Zurück zu den Koi von Ralf Friedrich. Während Karpfen Nummer 1 bereits wieder munter im Becken schwimmt - das Narkosemittel wird im sauberen Wasser schnell aus den Kiemen gespült - begutachtet Christine Lange die Haut des zweiten Patienten. Leichte rote Flecken hat Friedrich hier entdeckt, diese könnten ein Anzeichen für einen Parasitenbefall sein - aber auch lediglich Folge eines kleinen Zusammenstoßes etwa mit Zubehör im Becken. Die Untersuchung unter dem Mikroskop gibt Entwarnung: Alles in Ordnung. Koi-Halter Friedrich ist erleichtert: »Das ist das, was ich mir jedes Mal erhoffe.

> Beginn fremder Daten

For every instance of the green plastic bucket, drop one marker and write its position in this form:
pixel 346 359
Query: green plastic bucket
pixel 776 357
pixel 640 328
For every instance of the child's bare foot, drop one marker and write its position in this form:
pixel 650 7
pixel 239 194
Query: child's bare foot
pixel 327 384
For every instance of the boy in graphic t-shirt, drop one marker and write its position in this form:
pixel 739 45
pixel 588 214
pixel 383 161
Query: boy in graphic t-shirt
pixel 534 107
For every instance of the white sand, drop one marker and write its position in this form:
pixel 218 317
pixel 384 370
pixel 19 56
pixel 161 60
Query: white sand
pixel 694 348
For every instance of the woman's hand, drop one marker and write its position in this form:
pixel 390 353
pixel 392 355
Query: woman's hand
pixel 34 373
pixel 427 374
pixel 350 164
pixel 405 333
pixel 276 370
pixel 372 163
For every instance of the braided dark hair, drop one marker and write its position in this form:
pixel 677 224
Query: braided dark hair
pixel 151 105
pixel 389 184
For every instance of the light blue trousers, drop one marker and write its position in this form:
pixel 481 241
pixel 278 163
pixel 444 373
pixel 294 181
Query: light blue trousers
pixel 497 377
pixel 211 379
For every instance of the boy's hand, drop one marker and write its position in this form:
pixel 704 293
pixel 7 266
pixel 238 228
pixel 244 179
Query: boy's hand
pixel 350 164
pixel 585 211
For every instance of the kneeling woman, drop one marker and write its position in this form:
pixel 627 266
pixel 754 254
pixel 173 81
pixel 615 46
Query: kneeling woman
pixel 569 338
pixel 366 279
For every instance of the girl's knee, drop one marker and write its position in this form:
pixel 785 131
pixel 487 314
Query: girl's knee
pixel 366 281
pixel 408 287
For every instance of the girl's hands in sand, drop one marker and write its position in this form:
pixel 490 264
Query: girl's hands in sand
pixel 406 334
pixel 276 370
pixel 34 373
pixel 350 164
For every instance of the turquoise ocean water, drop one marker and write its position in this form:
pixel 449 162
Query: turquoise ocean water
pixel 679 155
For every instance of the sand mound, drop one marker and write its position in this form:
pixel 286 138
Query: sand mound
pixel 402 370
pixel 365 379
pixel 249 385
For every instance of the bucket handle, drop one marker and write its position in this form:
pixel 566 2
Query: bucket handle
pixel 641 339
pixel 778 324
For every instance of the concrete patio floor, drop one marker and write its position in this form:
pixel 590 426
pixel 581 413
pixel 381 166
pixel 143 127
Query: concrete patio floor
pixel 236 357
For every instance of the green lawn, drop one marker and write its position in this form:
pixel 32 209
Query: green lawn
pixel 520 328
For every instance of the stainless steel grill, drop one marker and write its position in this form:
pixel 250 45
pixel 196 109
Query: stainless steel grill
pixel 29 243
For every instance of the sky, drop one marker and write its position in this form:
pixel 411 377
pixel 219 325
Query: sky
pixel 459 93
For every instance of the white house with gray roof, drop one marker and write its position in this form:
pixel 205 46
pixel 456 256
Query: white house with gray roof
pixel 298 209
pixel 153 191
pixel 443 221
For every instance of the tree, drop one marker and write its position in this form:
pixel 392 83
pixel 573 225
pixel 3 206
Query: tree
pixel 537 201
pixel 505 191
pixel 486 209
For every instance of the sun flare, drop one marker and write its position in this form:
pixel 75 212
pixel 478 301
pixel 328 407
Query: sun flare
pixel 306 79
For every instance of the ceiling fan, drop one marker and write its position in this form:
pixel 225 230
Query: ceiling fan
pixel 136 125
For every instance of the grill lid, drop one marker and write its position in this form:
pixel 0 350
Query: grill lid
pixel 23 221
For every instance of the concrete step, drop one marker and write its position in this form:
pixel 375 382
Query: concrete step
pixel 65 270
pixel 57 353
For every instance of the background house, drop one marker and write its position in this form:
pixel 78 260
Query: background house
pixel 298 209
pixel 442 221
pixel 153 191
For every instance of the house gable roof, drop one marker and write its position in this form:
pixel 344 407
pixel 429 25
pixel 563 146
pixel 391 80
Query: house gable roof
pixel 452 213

Deshalb lasse ich engmaschig kontrollieren.«
Namen gibt Friedrich übrigens nur den Fischen, mit denen er eine besondere Geschichte verbindet. Ein Koi habe sich beispielsweise stark verletzt, »es sah schlecht aus«. Christine Lange kümmerte sich um den Patienten, der sich entgegen aller Erwartungen wieder erholte und heute munter seine Runden im Außenteich dreht. »Ohne sie wäre der Koi gestorben«, ist Friedrich überzeugt - und hat den Karpfen daraufhin nach seiner Lebensretterin benannt: Christine.